Thursday afternoon, house guests arrived from Colorado by way of Portland. Mere moments after their arrival, we had a storm hit, bringing with it 1/4 inch of rain and a microburst of wind that took out trees all over town and knocked the power out for about 4 hours. So the planned dinner downtown was an interesting adventure (the brand new restaurant WAS open, serving up food with flash lights, bless their hearts). Then Saturday, we woke to no running water. The well pump has gone out, and won’t be fixed until Monday. We’ve been hauling jugs of water from the neighbor’s spigot next door for the last day and a half. Thankfully, we have great neighbors. Our friends, who often camp, are not unaccustomed to roughing it. They weathered the utility snafus with grace and humor, before leaving for Portland Saturday evening.


Wild turkey hens, who visit us every day. I think they eye the domestic life of my turkeys and think, that looks SO much easier than having to find all of our own food every day.

Water. Such a simple thing, yet so profoundly important. Water for our animals. Water for the garden (thank goodness we got some rain – it hasn’t rained in two months, and with the well out, I’d be in trouble if there wasn’t some moisture in the soil). Water to bathe with. Water to do laundry. Water to wash dishes. Water to flush toilets. And then I think of my Grandmother, who hauled water into the house for all of these things (except the toilet, which no doubt was an outhouse), while raising three children, at least into her 30’s.


Most of the current menagerie of chickens, ducks and turkeys.

We take SO much for granted in this modern age. We spend hundreds if not thousands of dollars buying water filters to make sure our water is as pure as it can possibly be, when in reality, it’s simply a miracle that you can turn on a tap, and hot and cold running water that is safe to drink is available 24 hours a day in pretty much every city, town and “blink and you’ll miss it” burg in this country. What a gift of modern technology that I don’t have to wash my clothes on a wash board, boil them in a pot, and then put them through a ringer and hang them on a line to get them dry (not to mention ironing them – good grief did those women spend a lot of time ironing).
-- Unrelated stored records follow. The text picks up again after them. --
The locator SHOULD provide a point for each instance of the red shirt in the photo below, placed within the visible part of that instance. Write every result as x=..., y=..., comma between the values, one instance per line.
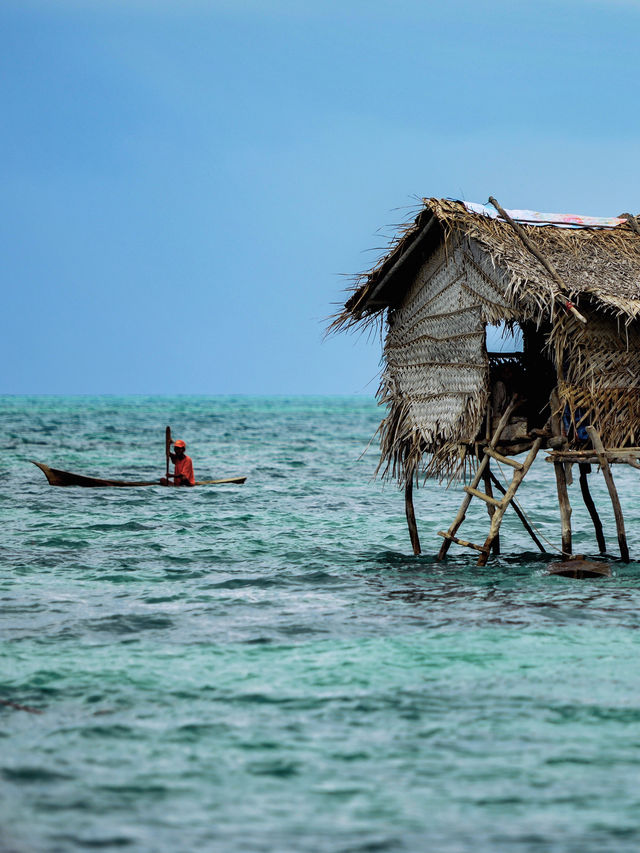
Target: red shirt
x=184, y=467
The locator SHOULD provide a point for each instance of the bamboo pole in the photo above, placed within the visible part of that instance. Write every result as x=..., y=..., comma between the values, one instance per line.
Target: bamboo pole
x=565, y=506
x=518, y=477
x=545, y=263
x=613, y=492
x=519, y=513
x=487, y=474
x=411, y=516
x=457, y=521
x=590, y=505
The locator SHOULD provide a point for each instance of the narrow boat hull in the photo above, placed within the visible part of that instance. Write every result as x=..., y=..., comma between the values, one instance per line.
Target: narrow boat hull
x=56, y=477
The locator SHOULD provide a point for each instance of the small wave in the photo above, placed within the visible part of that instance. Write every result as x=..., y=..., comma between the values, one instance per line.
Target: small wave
x=130, y=623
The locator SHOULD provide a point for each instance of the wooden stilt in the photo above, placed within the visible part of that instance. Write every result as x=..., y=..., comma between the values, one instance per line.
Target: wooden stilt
x=446, y=544
x=565, y=506
x=519, y=513
x=490, y=507
x=613, y=492
x=518, y=477
x=411, y=516
x=588, y=502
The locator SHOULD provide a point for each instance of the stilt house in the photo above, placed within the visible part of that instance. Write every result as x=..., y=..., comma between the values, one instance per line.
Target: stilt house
x=569, y=286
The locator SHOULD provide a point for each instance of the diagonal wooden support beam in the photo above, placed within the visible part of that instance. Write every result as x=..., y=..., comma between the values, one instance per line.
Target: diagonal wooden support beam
x=594, y=435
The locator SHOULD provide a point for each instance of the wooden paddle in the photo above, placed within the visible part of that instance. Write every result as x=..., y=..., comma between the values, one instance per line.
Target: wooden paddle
x=167, y=442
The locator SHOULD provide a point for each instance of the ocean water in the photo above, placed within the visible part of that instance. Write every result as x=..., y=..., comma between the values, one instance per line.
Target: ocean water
x=266, y=667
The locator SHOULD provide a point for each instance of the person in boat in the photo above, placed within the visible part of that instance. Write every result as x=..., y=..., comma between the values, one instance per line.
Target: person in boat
x=183, y=471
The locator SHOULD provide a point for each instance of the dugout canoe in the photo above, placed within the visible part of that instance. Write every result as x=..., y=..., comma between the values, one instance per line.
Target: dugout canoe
x=66, y=478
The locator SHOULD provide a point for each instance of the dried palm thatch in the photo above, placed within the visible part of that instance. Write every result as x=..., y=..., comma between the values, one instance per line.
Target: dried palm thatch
x=452, y=272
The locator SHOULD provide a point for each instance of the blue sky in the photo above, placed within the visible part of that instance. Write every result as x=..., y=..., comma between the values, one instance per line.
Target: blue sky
x=184, y=184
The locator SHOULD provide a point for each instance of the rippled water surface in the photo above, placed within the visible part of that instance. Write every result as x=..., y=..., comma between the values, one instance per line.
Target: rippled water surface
x=267, y=668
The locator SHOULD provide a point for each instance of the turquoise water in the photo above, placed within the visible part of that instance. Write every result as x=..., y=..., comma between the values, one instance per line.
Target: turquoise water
x=267, y=668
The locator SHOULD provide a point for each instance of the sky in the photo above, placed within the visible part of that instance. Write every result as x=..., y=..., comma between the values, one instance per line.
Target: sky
x=186, y=187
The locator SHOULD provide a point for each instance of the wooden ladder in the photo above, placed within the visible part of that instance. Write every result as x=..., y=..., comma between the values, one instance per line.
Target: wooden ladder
x=499, y=506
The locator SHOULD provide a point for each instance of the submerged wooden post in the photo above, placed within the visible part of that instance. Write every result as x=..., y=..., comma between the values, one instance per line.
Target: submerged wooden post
x=519, y=513
x=495, y=547
x=411, y=516
x=594, y=435
x=457, y=521
x=588, y=502
x=518, y=477
x=565, y=506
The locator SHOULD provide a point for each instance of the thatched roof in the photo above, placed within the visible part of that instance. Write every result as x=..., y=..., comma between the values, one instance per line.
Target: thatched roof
x=597, y=261
x=435, y=382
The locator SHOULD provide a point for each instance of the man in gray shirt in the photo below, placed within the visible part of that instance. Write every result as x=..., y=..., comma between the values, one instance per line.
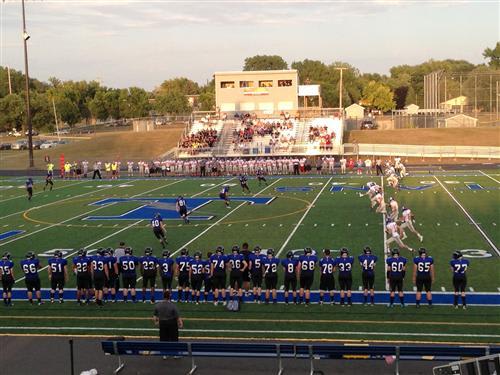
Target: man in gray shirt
x=166, y=316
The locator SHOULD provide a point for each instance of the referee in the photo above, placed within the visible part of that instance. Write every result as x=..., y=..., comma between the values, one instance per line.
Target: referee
x=166, y=316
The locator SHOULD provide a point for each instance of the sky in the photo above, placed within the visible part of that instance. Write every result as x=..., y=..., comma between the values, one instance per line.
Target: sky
x=141, y=43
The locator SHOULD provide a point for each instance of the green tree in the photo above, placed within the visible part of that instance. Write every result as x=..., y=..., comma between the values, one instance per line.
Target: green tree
x=265, y=62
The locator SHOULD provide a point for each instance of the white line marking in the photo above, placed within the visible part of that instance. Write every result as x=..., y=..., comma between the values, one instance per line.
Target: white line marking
x=303, y=217
x=470, y=218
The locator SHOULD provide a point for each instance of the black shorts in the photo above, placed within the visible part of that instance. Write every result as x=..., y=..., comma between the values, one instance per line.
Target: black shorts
x=83, y=281
x=396, y=284
x=183, y=281
x=290, y=283
x=368, y=280
x=99, y=282
x=257, y=280
x=306, y=281
x=459, y=284
x=345, y=282
x=423, y=282
x=129, y=282
x=166, y=281
x=219, y=281
x=57, y=282
x=327, y=282
x=271, y=281
x=32, y=284
x=196, y=282
x=149, y=280
x=7, y=283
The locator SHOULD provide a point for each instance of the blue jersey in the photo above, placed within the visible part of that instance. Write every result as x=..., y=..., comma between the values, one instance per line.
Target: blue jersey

Of the three turkeys hatched out early this spring in an incubator (that I didn’t sell), two of them turned out to be boys. And guess what? Puberty is upon us! I say “who’s a pretty boy?” and they show me that the answer to that question is most definitely “I am. Why, just look at my feathers and my beau-ti-ful neck and head!”

I’ve always been called to learn the “old” ways. (I bought my first “Foxfire” book when I was about 19). There are a lot of reasons for this, some of which, I’m sure, will be expanded upon in future blog posts. I like making my own soap, and “putting up” my own food. I appreciate learning how to make cheese and cure meats and brew wine. But I am grateful, every day, that it is something I can CHOOSE to do, not something I must do for the survival of my family.

Our grandparents learned these skills at their mother’s or father’s knee. I learn these skills from books, or Google, or YouTube. But the skills themselves are timeless. They connect us to the natural world. They connect us to the seasons. They connect us to our bodies and our health. And most importantly, they connect us to each other; to those who wish to learn these skills for themselves, who are just discovering the joys of “homesteading”, and to those who practiced these skills, and executed them well, who survived, so that we could be here to relearn them today.


Jack, (or Jack-Jack, if it’s me calling him), born mid March. He’s now a buckling (teenaged) wether (neutered male). He’s always up for a good scratch, unlike his sister, who wants nothing to do with us. Jack has probably earned the right to not be eaten by being so sweet. His sister however…

Miles Away Farm Blog © 2013, where we’re miles away from having to wash our clothes in a bucket, but are ready to do it (and more importantly, know how) if we have to.